A series of experiments done to split a polygon into two parts, based on a parameter p(0 < p < 1>), such that the common area or the cavity a polygons form are split in the ratio p:1-p.
This problem often comes up when two nearby station boundaries in a supply chain are to be drawn/merged/edited, without a lot of manual efforts.
These two polygons say A(red) and B(yellow) have intersections and cavity between them. The goal is to split these parts into two parts with area ratio p.
With ratio 0.5, (to split the areas into equal halves), this should be the result.

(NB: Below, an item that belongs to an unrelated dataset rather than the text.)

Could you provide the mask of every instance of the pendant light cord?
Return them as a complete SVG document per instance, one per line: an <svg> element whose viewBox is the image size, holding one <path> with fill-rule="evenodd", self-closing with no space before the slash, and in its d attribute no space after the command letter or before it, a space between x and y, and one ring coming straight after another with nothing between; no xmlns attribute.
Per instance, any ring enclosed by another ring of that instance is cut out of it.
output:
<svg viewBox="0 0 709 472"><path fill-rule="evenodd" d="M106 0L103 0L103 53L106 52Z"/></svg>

- Since this problem can be made more generic in a way that the area in between two polygons can be split very smartly if someone considers parameters associated with each grain(points with finite areas within a polygon), like say affluence index of that grain, dividing the polygon into grids is the way to go. This problem can be modelled best as Voronoi Diagrams.
- As seen in the earlier commits, the intersecting and cavity areas were identified using common geometric operations like union,intersection,hulls. The area was divided into grids manually and nearest distance from this point was calculated from exclusive polygons (A - A∩B, B- A∩B), say d1 and d2. If
d1 > p * d2, the grain would be merged to A, else it'd be merged with B. - Since it was later understood that, there was a lot of manual effort spent on 'gridding' the area, h3 was used. This also meant, we can integrate other features like controlling size of the fine grains with different resolutions. reference
- There were further optimizations made for edge cases, for instance splitting an area into grids with h3 results in protruding shapes which have to be trimmed from A∪B. reference
Here's what the files in the HEAD commit have.
merge_polygon.py, merge_polygon.ipynb has manually created square grids acting as grain.
merge_polygon_h3.ipynb has h3 grids instead of square grids.
merge_polygon_h3_trapped.ipynb optimizes the final shape by removing outlier areas generated by h3 grids' protruding shapes.